RLHF optimizes models for single-turn helpfulness by rewarding confident responses over clarifying questions and understanding checks. This preference alignment systematically reduces grounding acts by 77.5% below human levels, creating an alignment tax where models appear helpful but fail silently in multi-turn contexts.
CollabLLM demonstrates that standard RLHF training optimizes for immediate helpfulness, discouraging models from asking clarifying questions or offering multi-turn insights. Multi-turn-aware rewards that estimate long-term interaction value enable active intent discovery and genuine collaboration.

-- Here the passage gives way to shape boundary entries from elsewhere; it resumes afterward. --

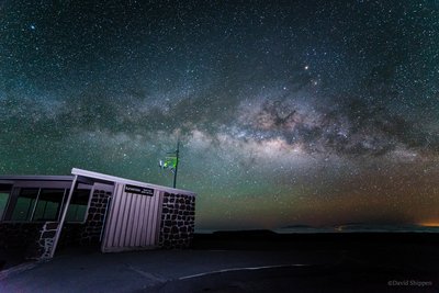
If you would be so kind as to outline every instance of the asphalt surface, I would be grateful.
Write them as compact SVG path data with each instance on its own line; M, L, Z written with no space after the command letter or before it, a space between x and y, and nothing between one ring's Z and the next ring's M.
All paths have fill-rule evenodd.
M48 262L21 266L3 274L0 292L439 292L439 249L428 243L66 249Z

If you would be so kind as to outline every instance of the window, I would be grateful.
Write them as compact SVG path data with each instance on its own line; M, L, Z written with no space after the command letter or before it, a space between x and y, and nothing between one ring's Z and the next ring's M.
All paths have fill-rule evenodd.
M78 189L74 192L67 210L66 222L83 222L86 219L89 198L90 190L88 189Z
M9 188L9 191L11 187ZM69 189L58 188L21 188L16 201L11 203L12 213L7 214L8 221L16 222L46 222L59 221L67 202ZM0 219L9 200L8 189L0 184ZM83 222L90 199L89 189L75 190L67 210L67 222ZM8 209L9 210L9 209Z
M40 189L21 189L12 212L12 221L30 221Z
M65 189L42 189L33 221L57 221L65 192Z
M0 184L0 221L2 219L3 213L7 209L11 189L12 189L12 185L10 185L10 184Z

Simulations show proactivity—providing relevant information without being asked—cuts dialogue turns by 60% in medium-complexity domains. This behavior mirrors human conversation and Grice's maxims but is almost entirely absent from AI datasets and research benchmarks.
System prompts and RLHF training lock models into one communicative identity across all interactions, preventing the contextual register-switching and value trade-offs that characterize human pragmatics. Users cannot reshape model behavior through dialogue negotiation.
The same model produces sycophantic chat (shaped by RLHF on conversational data) and falsely objective posts (shaped by published prose training). Each register inherits failure modes from its training distribution rather than representing different models or subsystems.
A 2020–2025 systematic review shows lexical alignment drives task efficiency and comprehension, while emotional and prosodic alignment drive relational warmth and trust. Conflating them in design produces category errors—cold customer-service bots and evasive mental-health assistants.